Visualizing System Latency 68
ChelleChelle writes "Latency has a direct impact on performance — thus, in order to identify performance issues it is absolutely essential to understand latency. With the introduction of DTrace it is now possible to measure latency at arbitrary points; the problem, however, is how to visually present this data in an effective manner. Toward this end, heat maps can be a powerful tool. When I/O latency is presented as a visual heat map, some intriguing and beautiful patterns can emerge. These patterns provide insight into how a system is actually performing and what kinds of latency end-user applications experience."
another solution to an already solved problem... (Score:1, Insightful)
Re:pretty graphs (Score:5, Insightful)
These visualizations are used to condense the information gathered on one second intervals from running systems. Any graph of substantially advanced material is going to require explanation until you understand what is being measured, how it is being graphed, and how this information translates in real world performance.

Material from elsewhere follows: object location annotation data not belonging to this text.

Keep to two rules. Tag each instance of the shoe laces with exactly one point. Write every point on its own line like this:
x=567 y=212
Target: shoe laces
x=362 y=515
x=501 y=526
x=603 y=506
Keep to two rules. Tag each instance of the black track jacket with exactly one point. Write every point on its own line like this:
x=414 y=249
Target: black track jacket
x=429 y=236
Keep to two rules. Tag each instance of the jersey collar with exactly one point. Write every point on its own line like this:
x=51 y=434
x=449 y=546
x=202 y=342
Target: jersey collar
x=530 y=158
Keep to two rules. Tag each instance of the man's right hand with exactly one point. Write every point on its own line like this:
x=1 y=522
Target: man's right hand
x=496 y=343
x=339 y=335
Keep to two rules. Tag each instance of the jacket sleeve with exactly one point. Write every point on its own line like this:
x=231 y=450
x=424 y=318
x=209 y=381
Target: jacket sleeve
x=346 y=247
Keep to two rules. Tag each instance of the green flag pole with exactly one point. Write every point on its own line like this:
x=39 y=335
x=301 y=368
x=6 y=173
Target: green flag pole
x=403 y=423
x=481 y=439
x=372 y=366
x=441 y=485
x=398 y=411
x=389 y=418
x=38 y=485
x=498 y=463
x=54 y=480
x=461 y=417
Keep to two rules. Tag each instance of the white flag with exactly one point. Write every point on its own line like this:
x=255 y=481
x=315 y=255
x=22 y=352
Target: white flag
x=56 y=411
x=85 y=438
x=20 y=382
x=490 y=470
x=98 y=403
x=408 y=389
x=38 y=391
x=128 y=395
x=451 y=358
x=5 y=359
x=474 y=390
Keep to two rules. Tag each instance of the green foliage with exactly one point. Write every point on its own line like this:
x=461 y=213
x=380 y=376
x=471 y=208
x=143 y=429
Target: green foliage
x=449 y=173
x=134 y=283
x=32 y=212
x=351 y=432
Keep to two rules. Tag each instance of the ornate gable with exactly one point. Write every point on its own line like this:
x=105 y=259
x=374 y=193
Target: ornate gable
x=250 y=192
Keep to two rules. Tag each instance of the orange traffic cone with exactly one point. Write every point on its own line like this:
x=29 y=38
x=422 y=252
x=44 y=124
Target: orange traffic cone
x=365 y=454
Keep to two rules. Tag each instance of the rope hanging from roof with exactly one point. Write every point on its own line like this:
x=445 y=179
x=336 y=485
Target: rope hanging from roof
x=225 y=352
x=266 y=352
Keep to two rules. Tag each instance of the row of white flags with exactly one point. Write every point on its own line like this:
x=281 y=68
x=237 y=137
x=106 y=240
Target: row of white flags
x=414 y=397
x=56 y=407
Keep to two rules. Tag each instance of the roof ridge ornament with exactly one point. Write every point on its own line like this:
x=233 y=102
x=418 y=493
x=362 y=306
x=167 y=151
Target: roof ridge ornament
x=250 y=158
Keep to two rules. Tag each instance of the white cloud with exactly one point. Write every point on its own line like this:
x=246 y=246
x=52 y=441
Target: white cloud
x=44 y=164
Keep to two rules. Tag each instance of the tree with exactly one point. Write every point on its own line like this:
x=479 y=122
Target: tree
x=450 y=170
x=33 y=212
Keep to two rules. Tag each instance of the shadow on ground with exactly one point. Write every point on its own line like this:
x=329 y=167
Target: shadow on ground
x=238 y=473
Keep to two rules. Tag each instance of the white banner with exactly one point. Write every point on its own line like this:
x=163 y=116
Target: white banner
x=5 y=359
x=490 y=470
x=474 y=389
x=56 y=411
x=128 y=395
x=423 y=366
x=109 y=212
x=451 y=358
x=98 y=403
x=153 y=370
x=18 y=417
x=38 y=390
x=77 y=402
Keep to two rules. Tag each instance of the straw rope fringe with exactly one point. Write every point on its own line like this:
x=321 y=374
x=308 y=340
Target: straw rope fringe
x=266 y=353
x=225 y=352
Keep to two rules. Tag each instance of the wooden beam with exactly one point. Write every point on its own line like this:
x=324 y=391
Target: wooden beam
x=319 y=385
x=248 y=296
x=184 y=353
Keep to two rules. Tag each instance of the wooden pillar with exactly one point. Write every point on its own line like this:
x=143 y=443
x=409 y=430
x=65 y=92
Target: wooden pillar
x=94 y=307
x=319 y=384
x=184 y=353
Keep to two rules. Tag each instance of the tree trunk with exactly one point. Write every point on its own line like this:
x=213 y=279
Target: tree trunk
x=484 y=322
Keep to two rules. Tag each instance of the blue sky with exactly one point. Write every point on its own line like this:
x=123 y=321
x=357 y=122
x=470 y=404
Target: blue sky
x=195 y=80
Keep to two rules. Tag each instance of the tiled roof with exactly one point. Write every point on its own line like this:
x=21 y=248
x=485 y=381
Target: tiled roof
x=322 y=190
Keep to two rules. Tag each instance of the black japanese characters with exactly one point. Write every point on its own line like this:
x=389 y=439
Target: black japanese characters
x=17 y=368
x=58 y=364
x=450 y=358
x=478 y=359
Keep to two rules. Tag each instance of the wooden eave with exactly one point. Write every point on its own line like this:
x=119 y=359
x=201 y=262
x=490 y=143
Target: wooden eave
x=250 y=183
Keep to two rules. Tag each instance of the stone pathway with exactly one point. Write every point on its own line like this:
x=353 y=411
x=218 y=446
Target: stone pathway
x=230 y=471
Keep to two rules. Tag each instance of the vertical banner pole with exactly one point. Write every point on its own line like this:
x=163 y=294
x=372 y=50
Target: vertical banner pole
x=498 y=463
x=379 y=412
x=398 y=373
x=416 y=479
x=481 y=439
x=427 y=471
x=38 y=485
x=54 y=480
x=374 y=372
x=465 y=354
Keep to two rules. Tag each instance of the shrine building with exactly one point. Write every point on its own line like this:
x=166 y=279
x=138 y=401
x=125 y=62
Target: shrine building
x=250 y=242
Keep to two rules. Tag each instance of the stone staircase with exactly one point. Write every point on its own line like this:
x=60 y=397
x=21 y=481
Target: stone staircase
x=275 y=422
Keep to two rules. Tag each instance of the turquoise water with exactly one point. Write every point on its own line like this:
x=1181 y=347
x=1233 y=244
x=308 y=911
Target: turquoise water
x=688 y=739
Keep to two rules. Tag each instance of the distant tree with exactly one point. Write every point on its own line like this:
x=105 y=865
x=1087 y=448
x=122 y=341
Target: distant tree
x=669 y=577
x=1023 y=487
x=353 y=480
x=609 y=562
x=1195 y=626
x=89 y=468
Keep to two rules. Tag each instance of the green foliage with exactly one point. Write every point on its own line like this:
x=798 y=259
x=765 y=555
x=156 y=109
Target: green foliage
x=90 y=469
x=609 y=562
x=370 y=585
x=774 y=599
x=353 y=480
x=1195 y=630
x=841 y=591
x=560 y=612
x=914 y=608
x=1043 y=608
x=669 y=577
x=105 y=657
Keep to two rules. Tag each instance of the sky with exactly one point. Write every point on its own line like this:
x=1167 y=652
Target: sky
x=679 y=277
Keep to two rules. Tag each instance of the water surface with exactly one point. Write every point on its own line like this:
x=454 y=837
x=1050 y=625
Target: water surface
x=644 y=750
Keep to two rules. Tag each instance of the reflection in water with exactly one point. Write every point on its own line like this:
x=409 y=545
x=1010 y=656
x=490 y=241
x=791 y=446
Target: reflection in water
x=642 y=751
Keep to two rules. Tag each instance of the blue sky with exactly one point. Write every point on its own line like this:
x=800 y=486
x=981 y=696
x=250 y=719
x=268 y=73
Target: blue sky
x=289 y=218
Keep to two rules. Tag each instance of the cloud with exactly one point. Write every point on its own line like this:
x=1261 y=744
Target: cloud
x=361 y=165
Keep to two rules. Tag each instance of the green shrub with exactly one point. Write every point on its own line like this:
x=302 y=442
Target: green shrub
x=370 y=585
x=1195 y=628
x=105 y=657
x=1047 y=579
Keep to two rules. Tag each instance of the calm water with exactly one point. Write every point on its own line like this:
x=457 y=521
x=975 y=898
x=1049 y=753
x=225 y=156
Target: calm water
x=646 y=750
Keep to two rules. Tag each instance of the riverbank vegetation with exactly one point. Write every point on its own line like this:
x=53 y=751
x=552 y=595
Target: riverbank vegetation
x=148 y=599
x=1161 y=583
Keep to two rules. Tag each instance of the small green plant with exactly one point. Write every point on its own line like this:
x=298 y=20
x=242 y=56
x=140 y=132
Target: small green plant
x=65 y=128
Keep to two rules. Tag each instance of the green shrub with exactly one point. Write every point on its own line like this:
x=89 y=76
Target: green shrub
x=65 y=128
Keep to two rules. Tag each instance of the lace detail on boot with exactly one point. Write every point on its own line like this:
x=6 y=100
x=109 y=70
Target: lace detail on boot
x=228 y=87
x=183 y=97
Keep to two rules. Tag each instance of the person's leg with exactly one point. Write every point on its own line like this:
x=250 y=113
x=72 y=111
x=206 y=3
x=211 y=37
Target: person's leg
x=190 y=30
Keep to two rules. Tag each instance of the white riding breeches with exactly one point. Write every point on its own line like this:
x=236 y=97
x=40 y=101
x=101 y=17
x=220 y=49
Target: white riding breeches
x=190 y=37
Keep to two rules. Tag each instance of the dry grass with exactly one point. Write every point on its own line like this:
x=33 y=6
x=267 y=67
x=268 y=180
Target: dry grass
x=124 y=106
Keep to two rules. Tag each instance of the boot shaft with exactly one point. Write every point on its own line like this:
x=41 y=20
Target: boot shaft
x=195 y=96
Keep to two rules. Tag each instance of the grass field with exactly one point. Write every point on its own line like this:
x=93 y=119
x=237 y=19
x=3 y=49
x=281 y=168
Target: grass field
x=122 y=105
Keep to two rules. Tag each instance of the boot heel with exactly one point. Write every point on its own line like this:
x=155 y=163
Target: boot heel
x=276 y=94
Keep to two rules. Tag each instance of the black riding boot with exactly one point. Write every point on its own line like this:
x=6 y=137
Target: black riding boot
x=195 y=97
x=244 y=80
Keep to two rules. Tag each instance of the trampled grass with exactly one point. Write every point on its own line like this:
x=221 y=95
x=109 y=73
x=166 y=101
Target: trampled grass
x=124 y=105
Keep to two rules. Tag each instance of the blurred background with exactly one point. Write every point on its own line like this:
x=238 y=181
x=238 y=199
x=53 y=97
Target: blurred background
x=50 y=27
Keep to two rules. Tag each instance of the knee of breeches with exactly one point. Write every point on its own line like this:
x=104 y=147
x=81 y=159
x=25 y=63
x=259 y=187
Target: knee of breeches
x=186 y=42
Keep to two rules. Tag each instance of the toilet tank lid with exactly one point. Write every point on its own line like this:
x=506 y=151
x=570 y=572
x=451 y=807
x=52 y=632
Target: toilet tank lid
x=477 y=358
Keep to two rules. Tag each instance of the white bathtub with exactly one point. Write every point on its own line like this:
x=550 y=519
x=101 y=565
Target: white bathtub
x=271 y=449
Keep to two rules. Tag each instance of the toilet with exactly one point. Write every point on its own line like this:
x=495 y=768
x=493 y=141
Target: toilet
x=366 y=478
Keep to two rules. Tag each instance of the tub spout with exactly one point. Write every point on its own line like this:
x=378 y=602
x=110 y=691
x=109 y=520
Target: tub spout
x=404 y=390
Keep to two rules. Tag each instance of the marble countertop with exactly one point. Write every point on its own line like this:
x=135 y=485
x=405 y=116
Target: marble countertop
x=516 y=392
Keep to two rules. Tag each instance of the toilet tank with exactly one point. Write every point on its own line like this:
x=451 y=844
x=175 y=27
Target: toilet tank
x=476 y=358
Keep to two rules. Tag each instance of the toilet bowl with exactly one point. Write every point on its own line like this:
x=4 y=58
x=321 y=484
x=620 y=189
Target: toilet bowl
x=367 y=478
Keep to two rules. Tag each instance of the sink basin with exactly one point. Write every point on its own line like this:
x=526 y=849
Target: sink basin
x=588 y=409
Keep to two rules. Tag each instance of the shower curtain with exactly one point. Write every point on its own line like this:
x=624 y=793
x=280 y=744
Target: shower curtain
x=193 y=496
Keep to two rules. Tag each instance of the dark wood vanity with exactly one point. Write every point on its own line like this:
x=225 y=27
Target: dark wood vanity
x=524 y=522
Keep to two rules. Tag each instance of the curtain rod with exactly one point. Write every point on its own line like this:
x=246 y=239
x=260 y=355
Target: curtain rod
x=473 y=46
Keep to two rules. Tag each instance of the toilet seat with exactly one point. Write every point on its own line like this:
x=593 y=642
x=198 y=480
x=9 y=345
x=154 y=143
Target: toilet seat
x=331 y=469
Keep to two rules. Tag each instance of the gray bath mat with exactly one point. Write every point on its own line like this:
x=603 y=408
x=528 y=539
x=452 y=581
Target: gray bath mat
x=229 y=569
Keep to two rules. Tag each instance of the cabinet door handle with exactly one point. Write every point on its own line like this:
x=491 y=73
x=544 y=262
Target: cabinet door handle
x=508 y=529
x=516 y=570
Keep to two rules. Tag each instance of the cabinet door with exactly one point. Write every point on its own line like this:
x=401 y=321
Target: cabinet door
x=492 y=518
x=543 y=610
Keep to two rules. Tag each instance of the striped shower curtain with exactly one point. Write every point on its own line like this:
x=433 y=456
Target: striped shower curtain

Of course a casual reader from the net needs to read text to understand what is going on. These aren't sales figure pie-charts and shouldn't necessarily be accessible for uninformed parties.
On another note.. Do you think casual readers would have any more success interpreting the raw data files? Anyhow, I am interested in the technique as it is not one I am currently using. With a little practice this may be a good at a glance technique.
Re:pretty graphs (Score:1, Insightful)
The article presented plenty of information related to it's topic. The topic was that using a heat map to describe latency is more useful than simple averages and maximums displayed as line graphs. The article then analyzed certain interesting cases were a heat map had information that would not have existed in a line graph. What you are griping about is that the topic itself is simple and that the article is full of individual analyses that provide support for the topic.
Re:another solution to an already solved problem.. (Score:3, Insightful)
The data presented in the article are actually quite a bit more subtle and interesting than the summary data you've got there. It's probably be impossible to notice the effects of the "icy lake" phenomenon they describe with average summary data like that, or to appreciate the effect of shouting. (Most IO's happen relatively quickly during the shouting, so the average doesn't skew up very high. What's remarkable about the shouting is the sudden burst of outliers indicating a few accesses with terrible performance.)
Re:pretty graphs (Score:2, Insightful)
That's the point, a good engineer's (or scientist's) response to new data that they can't fully explain is generally unmitigated glee, it means they've found something new. My takeaway from the article is, "try this new technique/tool, you'll see new data".
On another note, I've done some very basic analysis of disk performance at work, and this approach would have allowed me to be much more confident in my results. As it was, basically all I could do when comparing disks and filesystems was use iozone to characterize the "knee points" the article keeps mentioning, and try to map changes in aggregate numbers to saturation of various interfaces and/or devices. This method for actually getting sampling data for latency, and potentially from real workloads even, would have been extremely helpful.